All of this recovery means I'm ready for tomorrow's surgery. More on that soon. Today at 3:30, I have a small procedure, but one that promises to be unpleasant -- they'll insert a needle into the areola to inject radioactive isotope. From the discussion boards online, about half the time, this feels basically like a hornet sting, which is bad enough, but the other half the time, women describe it as excruciating pain, similar to childbirth (which I got to skip, due to the whole c-section thing), or like having hot oil poured over your breast. Yay. The nurse told me to start the lidocaine cream three hours in advance, and slather more on every hour. That will help numb the surface, but won't do much for the deeper injection, or the dye itself, which apparently causes about ten minutes of burning.
I am actually more than a little freaked out about this, and I sort of wish the nurse hadn't emphasized the likelihood of it hurting, because usually I tend to gut these things out and take them in stride, but maybe I'm just tired of being poked and prodded, but I am stressed out enough that I sent an e-mail to my doctor last night (by way of the clinical trials nurse, who was nice enough to give me her e-mail) asking about whether a prescription for Xanax or something like it might be possible. I've actually never taken an anti-anxiety med, and if I have to just do my deep breathing and cope, I will, but on the other hand, why suffer if I don't have to?
Interestingly, in my research last night, I discovered two things -- one, that they used to worry that injecting lidocaine (numbing) along with the dye would dilute the results, but a 2009 study indicated that it didn't. So I'll at least be asking about that. Another study suggested that it actually was better not to do this as a separate procedure at all, that in fact, it could be done during the course of the surgery itself (when I'll be knocked out), without compromising the effectiveness. There was clearly some debate about that, and I wish I'd read the study a week or several ago, when I would've had time to discuss it with my surgical oncologist. At this point, I think it's likely too late to ask her to research and do a completely new process, especially since it involves coordinating with the radiation people at nuclear medicine, billing complexities, etc. and so on. But I might mention it to her to consider for her future patients, because boy, I'd be happier if I could just skip today's procedure entirely.

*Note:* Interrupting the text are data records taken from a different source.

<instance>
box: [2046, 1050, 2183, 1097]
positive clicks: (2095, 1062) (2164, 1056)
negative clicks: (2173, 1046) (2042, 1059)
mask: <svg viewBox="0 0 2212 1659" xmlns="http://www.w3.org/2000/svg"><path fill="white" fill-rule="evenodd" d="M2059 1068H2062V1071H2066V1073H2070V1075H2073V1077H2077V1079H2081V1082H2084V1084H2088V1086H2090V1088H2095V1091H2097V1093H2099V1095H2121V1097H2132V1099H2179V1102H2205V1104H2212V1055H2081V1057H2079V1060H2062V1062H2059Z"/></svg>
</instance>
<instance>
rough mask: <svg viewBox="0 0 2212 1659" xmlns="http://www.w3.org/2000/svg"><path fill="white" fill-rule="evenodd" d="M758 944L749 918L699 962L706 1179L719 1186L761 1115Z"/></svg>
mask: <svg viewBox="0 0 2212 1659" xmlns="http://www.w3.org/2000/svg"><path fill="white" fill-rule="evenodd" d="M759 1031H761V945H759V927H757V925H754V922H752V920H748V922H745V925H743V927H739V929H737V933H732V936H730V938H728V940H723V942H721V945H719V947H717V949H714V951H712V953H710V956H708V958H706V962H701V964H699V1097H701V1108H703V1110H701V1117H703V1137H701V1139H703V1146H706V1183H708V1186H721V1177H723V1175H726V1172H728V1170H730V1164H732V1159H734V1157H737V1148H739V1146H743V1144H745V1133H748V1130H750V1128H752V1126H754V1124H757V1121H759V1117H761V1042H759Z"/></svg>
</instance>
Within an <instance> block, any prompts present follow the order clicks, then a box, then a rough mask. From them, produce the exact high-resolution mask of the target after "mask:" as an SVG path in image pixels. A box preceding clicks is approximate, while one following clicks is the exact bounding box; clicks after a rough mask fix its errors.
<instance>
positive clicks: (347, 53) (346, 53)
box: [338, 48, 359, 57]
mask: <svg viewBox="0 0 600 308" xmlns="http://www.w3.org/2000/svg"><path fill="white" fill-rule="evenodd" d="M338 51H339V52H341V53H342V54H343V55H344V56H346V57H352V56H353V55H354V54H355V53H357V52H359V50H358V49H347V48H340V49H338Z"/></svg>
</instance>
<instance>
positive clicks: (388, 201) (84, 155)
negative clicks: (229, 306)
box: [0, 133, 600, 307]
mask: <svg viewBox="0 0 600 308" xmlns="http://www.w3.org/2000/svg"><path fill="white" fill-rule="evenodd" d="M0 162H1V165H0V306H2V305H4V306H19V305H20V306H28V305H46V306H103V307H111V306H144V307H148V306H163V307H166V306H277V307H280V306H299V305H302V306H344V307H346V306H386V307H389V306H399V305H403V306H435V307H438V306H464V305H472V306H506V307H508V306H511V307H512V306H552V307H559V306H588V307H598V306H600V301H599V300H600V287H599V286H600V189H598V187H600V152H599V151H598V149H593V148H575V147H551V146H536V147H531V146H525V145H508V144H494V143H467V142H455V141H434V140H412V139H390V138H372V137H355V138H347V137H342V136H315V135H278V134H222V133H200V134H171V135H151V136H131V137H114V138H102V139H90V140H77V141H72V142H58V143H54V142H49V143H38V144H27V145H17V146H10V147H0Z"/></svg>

The purpose of all this, btw, is that they inject the radioactive dye today, and blue dye tomorrow during the procedure, and they travel through the breast to the lymph nodes. The surgeon looks to see which lymph nodes the dyes encounter first -- those are considered 'sentinel' lymph nodes, and the assumption is that if the cancer were going to spread, it would spread to those first. It used to be that they took out lots / all the lymph nodes (around 30), in the midst of a lumpectomy surgery, but that carries some serious risks, including the possibility of developing lymphedema, a long-term chronic and painful condition. So now they just take out one or two 'sentinel' nodes, to check if the cancer has spread there. (Almost certainly not, but I agree that we want to be sure.) And the dye lets them find those nodes.
I think that's the gist of it, based, admittedly on half an hour of stressed-out reading last night, so medical folks, please correct me if I got anything wrong here. As for me, I'm going to go teach my classes and try not to think about burning, excruciating areolar pain for the next few hours. Students are very distracting.